Partout vibrait la même histoire du cosmos

Comment l’on jouit d’Eros ou défait Thanatos

Dans les écoles, les labos, plus de démons

Hormone et molécule font nouveaux sermons.

Tout est commerce et marchandises, et nos pensées

Nos envies, vies privées, s’échangent aux marchés.

Adieu tes sacrifices et tes Panthéons,

Vieux monde, vois les fils de nos Etats-Nations !

Unis sous leurs drapeaux, leurs hymnes dérisoires,

Croyant tous aux papiers où l’on écrit « dollar ».

Parfois, certains criaient qu’il fallait redescendre,

Qu’à force de briller nous ne serions que cendres,

Que sous les ascensions des courbes du progrès

Des piliers de déchets et de mortes forêts

Commençaient à plier et à se fissurer.

Toute la puanteur de notre humanité

Sous les beaux tapis rouges avait été cachée.

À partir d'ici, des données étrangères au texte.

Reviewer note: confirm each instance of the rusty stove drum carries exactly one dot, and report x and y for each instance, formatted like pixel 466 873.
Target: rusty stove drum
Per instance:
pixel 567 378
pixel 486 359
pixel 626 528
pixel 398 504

Parfois certains pleuraient que cette hégémonie

Avaient détruit la Terre et ruiné tant de Vie.

Parfois on écoutait – mais qui croire ? Qui suivre ?

Le plus simple pour tous était de laisser vivre.

Un jour tout s’arrêta.

Un grain de sable – ou plus petit encore – ouvrit

Une parenthèse. Un répit. Un nouveau pas.

On prit du temps, je crois. On écouta, on vit,

On prit du temps : pour soi. Pas tout le monde hélas.

Car blouses blanches, routiers, livreuses, caissiers

Continuaient à nourrir, transporter… et sauver.

Les autres attendaient chez eux que le temps passe.

Ceux-là réfléchissaient à ce qu’ils avaient fait.

Nombreux étaient les gens qui, comme avant, voulaient

Parenthèse fermée, reprendre l’ascension !

Ils s’agrippaient aux rêves d’anciennes visions.

D’autres méditaient plus, pensaient, imaginaient

Un Après plus tardif, plus sage, plus serein.

Ils espéraient qu’un jour proche on ressorte enfin,

Cœur léger, esprit frais.

Un jour, tout repartit.

Et l’on se demanda si l’on avait appris

De nos fautes passées, des crises répétées.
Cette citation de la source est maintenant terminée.